I felt like I had to see her at the chapel of rest to know that she was finally at peace. In some ways I'm glad I did it but others I'm not. She didn't look like my Nan. The marks from the post-mortem. It just didn't look like her.
I get the image of her at the chapel of rest a lot. When I close my eyes to go to sleep I see her laying there. It's just horrible.
There is now a photo of me & her on my wedding day in my living room. It makes me smile cause she hated her photo being taken but she's smiling & happy. She looks proud.
I'm sorry for the long reply.
I can't begin to imagine how you feel. Your Mum wouldn't want you to feel guilty that you wasn't there. She knows you would have been if you could.

OP posts:
HunkyPunk · 22/09/2021 11:28

Thank you so much for your kind words @W3STY17
Losing someone dear is always hard, but your experience sounds very traumatic. The awful circumstances along with the shock for you and your family will be bound to stay with you. I expect there are the ‘what ifs’ about the doctor not coming out, too. I sometimes feel that bereavement can leave you with PTSD, with flashbacks and distressing images. Do you have anywhere you can go and ‘visit’ her - cemetery or crematorium? Are you able to talk about her with your family or others who knew her? They are both things which I do when I need to, which I think helps a little. I’m still working on the guilt, but I still feel like I wish I could have a few last words and a goodbye hug, even now.
Wishing you much love and that the happy memories will eventually push out the awful ones. It sounds like you have a close family, and I’m sure your Nan knew she was loved.

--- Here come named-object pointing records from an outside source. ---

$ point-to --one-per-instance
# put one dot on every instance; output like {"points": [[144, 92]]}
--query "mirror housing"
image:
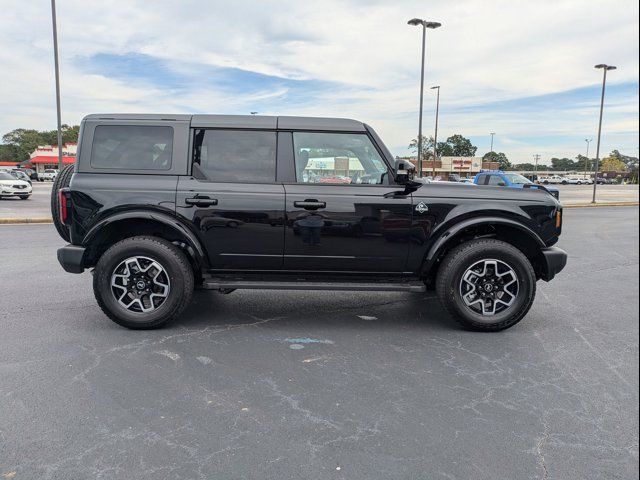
{"points": [[405, 171]]}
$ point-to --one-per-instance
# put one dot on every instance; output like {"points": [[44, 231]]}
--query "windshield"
{"points": [[517, 179]]}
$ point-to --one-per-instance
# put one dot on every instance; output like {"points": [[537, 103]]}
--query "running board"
{"points": [[250, 284]]}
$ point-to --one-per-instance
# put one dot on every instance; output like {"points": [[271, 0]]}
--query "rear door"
{"points": [[233, 200], [342, 212]]}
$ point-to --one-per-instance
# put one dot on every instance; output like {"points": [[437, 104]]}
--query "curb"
{"points": [[602, 204], [18, 221], [49, 220]]}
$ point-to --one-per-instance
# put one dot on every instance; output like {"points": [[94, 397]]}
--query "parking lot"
{"points": [[275, 385], [38, 205]]}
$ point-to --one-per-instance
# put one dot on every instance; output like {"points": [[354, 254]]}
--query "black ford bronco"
{"points": [[157, 205]]}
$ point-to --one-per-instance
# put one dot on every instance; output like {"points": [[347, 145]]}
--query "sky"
{"points": [[521, 69]]}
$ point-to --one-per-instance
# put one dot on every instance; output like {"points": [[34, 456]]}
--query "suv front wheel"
{"points": [[486, 284], [143, 282]]}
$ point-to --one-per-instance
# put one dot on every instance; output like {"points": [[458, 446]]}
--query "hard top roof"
{"points": [[260, 122]]}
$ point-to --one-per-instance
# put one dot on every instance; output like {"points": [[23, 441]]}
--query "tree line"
{"points": [[18, 144], [459, 146]]}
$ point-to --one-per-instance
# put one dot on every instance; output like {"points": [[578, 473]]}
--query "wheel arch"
{"points": [[509, 231], [123, 225]]}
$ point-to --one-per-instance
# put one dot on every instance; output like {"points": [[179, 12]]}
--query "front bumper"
{"points": [[555, 259], [71, 257]]}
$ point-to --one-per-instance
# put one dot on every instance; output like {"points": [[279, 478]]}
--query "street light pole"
{"points": [[605, 68], [57, 74], [425, 25], [586, 162], [435, 136]]}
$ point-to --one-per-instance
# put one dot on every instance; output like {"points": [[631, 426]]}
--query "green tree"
{"points": [[461, 146], [19, 143], [500, 158]]}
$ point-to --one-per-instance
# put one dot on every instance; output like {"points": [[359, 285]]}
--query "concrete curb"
{"points": [[17, 221], [601, 204], [47, 220]]}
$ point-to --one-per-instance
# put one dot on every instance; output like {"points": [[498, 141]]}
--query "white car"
{"points": [[10, 186], [48, 174]]}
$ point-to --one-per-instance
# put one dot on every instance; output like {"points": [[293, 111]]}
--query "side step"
{"points": [[400, 285]]}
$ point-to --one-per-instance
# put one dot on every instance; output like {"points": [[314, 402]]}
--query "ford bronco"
{"points": [[157, 205]]}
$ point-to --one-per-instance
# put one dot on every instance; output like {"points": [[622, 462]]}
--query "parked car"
{"points": [[499, 178], [30, 172], [553, 180], [137, 219], [10, 186], [20, 175], [49, 174]]}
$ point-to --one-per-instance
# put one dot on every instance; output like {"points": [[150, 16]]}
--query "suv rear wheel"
{"points": [[486, 284], [143, 282]]}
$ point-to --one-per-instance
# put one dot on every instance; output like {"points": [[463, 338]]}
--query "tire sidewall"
{"points": [[113, 257], [526, 288]]}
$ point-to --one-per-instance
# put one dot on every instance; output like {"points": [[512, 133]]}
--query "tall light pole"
{"points": [[536, 157], [425, 25], [605, 68], [435, 136], [586, 162], [57, 69]]}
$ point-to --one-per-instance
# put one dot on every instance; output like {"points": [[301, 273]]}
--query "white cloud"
{"points": [[485, 52]]}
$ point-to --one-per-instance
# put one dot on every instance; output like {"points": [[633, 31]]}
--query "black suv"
{"points": [[159, 204]]}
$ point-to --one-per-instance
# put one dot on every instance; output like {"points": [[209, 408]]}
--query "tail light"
{"points": [[64, 200]]}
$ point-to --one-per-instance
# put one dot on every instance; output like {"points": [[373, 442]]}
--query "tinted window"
{"points": [[132, 147], [338, 158], [235, 156], [496, 180]]}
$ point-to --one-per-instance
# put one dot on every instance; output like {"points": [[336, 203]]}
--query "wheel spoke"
{"points": [[140, 284], [489, 287]]}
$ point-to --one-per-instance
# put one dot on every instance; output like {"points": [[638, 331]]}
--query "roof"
{"points": [[50, 160], [259, 122]]}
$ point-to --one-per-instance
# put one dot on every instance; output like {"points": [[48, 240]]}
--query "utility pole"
{"points": [[586, 162], [606, 68], [435, 138], [425, 25], [57, 69]]}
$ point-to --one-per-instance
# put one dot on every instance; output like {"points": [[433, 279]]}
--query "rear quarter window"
{"points": [[132, 147]]}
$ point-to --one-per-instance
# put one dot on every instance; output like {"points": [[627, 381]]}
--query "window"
{"points": [[235, 156], [337, 158], [132, 147], [496, 180]]}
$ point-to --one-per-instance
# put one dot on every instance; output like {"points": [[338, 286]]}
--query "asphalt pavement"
{"points": [[38, 206], [329, 385]]}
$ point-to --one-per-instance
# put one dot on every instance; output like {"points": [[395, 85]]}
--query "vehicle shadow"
{"points": [[209, 308]]}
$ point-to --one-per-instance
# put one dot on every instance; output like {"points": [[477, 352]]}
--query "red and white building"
{"points": [[46, 156]]}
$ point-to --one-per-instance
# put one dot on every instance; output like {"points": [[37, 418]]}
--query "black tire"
{"points": [[463, 257], [62, 181], [171, 259]]}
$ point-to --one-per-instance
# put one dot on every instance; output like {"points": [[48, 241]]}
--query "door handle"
{"points": [[310, 204], [201, 201]]}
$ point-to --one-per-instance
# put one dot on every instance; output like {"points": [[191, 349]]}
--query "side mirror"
{"points": [[405, 171]]}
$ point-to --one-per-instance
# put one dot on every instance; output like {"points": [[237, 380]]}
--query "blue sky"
{"points": [[521, 69]]}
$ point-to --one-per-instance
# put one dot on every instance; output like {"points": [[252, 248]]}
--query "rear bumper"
{"points": [[555, 259], [71, 257]]}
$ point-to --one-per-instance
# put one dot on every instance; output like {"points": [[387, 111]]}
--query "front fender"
{"points": [[166, 219], [441, 240]]}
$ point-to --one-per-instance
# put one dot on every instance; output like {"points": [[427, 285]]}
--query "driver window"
{"points": [[337, 158]]}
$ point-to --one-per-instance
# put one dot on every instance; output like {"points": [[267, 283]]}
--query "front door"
{"points": [[233, 200], [341, 213]]}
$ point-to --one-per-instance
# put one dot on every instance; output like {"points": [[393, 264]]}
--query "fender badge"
{"points": [[422, 207]]}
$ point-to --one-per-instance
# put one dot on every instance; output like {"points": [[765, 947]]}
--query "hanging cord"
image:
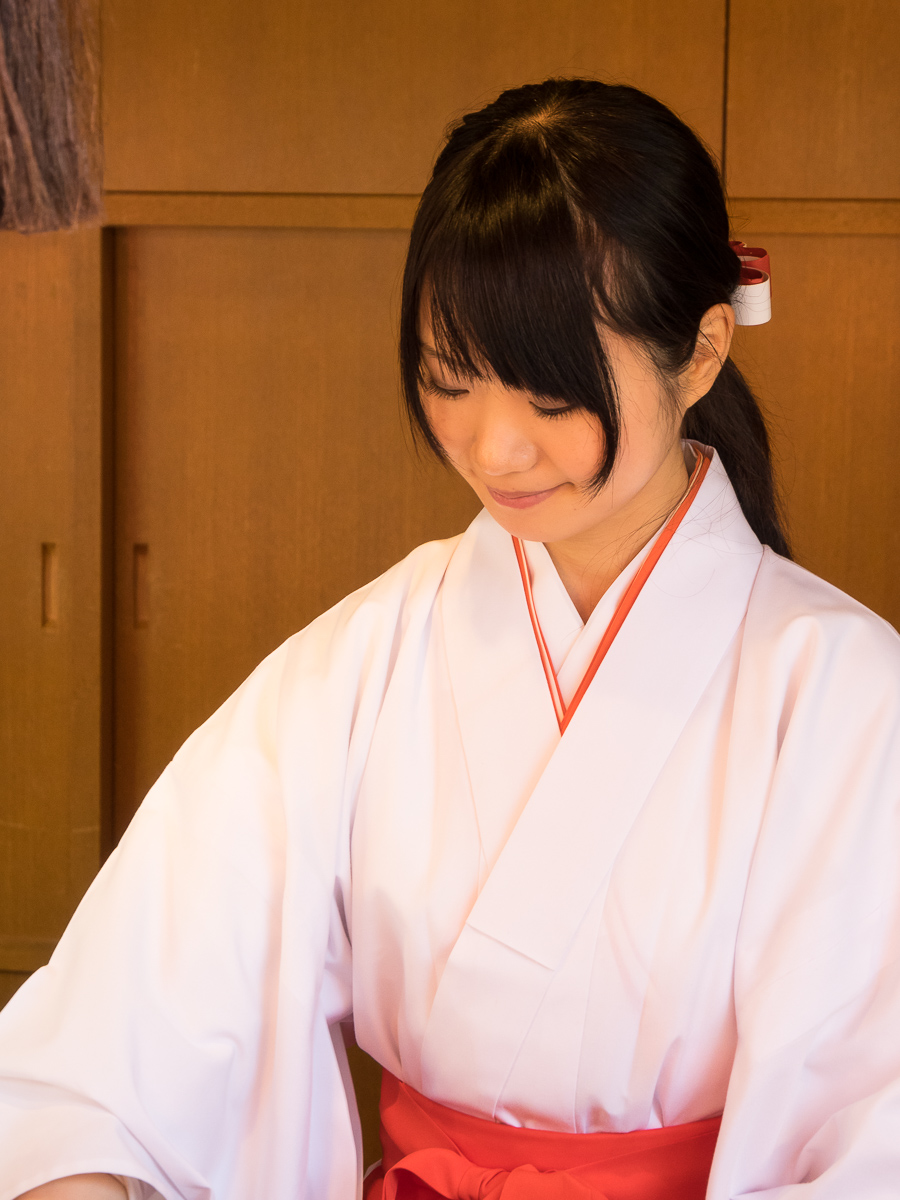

W3STY17 · 22/09/2021 11:37

@HunkyPunk
I think your right, it is very traumatic. It's something that'll stay with me.
The doctors have diagnosed me with PTSD.
The CBT I had was helpful & I was okay for a few months but it's just it me like a brick wall again.
There are so many what if's..
Because she was on her own I worry if she was scared or in pain...
It's something I will never know & it's out of my control but I can help thinking them.
I'm lucky to have such a lovely family. We talk about her a lot but it's hard talking about her & her not being here.
I know it's the life cycle & it happens but I just didn't want it to happen, especially it the way it did.
I do go to her cemetery a lot. I take my children with me sometimes. We talk to her, we tell her what's been happening. We go there for her birthday & sing happy birthday to her.
Thank you so much for your nice comments. It does mean a lot when there's someone on here that's nice.

OP posts:
EmeraldDaisy · 22/09/2021 12:02

I have a lovely image in my mind of you singing happy birthday to her with your children at the cemetery.
I hope the image of you together on your wedding day continues to comfort you, and that things become more manageable in time.

W3STY17 · 22/09/2021 12:24

@EmeraldDaisy
Thank you Daffodil
My eldest daughter is 8 so she understands a little & my youngest daughter is 6 so she's slightly unsure of what's happened but she knows that Nanny is now an Angel.
Every time the girls see a white feather they say it's a kiss sent from Nanny which warms my heart.
Hopefully with time it will be more manageable Thanks

OP posts:
MMMarmite · 19/11/2021 18:46

I'm sorry for your loss.

I realise this post is quite old, but if you are still struggling, I recommend seeking out resources and therapy that's specifically trauma-focussed. CBT can be a good general therapy, but its not very helpful for PTSD.